Maputo, Aug. 19, 2025 (Lusa) - Aluminium production at Mozal, Mozambique’s largest industry, rose 13% in one year, fully recovering from post-election instability in the country, when the smelter, the second largest in Africa, acknowledged that it would halt production without an agreement for electricity supply.
Australia’s South32 provided information to the markets about the unit on the outskirts of Maputo, which it owns 63.7% of. Aluminium production for sale increased to 355,000 tonnes in the fiscal year ending in June, and sales grew 8% to 351,000 tonnes.
“The smelter completed its operational recovery plan and operated close to nominal capacity in the quarter ended 30 June 2025, having successfully managed the impacts of [post-election] civil unrest in Mozambique,” reads the same information, consulted by Lusa, which notes that the operation’s continuity remains under review while discussions continue on a new electricity supply agreement.
The Mozambican president said on Monday that the energy tariffs proposed by Mozal would cause the financial collapse of the Cahora Bassa Hydroelectric Plant (HCB), and rejected the threat to close operations at the aluminium smelter in 2026.
“What we are doing at the moment is defending the national interest and the interests of the Mozambican people. We have an added responsibility as a government, and we aim to ensure that tariffs support HCB in continuing to subsidise Mozal while maintaining the viability of HCB, which is our golden goose,” Daniel Chapo told journalists.
With around 5,000 workers on the outskirts of Maputo, Mozal announced on 14 August that it would cut investment and transition contractors, only maintaining operations until March 2026, when the electricity supply contract ends, while it seeks assurances of continuity.
In a statement to the market at the time, South32 said it had been in talks with Mozambique’s government, HCB and South Africa’s Eskom, which buys electricity from HCB and sells it to Mozal - “to guarantee sufficient and affordable electricity supply” to “allow it to operate beyond 31 March 2026, when the current [energy supply] contract expires”.
“The Republic of Mozambique, the Government, and HCB as a company each currently negotiate their energy contracts independently of Mozal. This is the first point.
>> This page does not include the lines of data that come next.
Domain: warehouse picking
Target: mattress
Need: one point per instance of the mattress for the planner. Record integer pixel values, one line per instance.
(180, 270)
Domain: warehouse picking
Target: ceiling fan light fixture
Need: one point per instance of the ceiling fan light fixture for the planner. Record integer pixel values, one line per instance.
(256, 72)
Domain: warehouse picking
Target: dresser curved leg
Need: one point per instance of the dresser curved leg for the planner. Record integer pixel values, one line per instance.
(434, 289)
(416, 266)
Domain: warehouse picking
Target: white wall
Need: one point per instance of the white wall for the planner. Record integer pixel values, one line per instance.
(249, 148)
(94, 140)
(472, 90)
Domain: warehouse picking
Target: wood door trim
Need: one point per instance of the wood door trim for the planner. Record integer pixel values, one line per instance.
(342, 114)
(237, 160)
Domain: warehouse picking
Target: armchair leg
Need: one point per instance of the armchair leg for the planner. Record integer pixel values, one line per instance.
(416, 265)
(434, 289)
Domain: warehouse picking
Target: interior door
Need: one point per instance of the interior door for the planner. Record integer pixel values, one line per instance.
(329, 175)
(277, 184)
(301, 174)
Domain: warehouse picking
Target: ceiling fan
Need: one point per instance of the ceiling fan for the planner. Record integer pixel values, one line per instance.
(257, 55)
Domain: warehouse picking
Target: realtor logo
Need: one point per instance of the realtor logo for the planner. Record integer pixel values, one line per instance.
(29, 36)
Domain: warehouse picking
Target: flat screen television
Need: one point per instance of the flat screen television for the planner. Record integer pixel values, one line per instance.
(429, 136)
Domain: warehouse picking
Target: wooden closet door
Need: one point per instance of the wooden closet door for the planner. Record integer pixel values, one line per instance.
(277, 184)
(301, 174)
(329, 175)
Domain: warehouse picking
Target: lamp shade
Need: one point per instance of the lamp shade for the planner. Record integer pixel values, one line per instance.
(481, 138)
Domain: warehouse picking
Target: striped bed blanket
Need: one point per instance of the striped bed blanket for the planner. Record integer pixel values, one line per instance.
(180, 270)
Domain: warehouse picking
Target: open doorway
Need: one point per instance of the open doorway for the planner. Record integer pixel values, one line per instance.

The Republic of Mozambique, through HCB, has a contract with Eskom, which is South African (...) This issue should, in principle, be discussed with Eskom at the South African level,” the Mozambican President clarified.
“We are currently discussing this aspect and in this debate on tariffs, I am certain that a consensus will be reached one day,” added Chapo.
Mozal considers that the commitments made so far will benefit from further reinforcement to ensure the guarantee of having sufficient and affordable electricity beyond 31 March 2026.
“As a result, we will limit investment in Mozal, pausing the coating of vessels and inviting associated contractors to conclude their services this month,” reads the previous statement, which anticipates that the factory will enter “maintenance” at the end of the current contract.
Mozal buys almost half of the energy produced in Mozambique and accounts for an estimated 3% of gross domestic product (GDP).
Mozambique’s government said on 15 July that Mozal’s energy supply remains secure, and it wants the state-owned Electricidade de Moçambique (EDM) to guarantee it.
South Africa’s Eskom supplies electricity to Mozal and, in turn, buys energy from HCB – 66% of the total produced in 2024 – which operates in central Mozambique, while the Mozambican government aims to change this scenario.
Lusa reported on 1 February 2024 that Mozambique’s government intends to repatriate, from 2030 onwards, for domestic use, the electricity it has been exporting from HCB to South Africa since 1979, as stated in the Energy Transition Strategy for Mozambique until 2050.
PVJ/ADB // ADB.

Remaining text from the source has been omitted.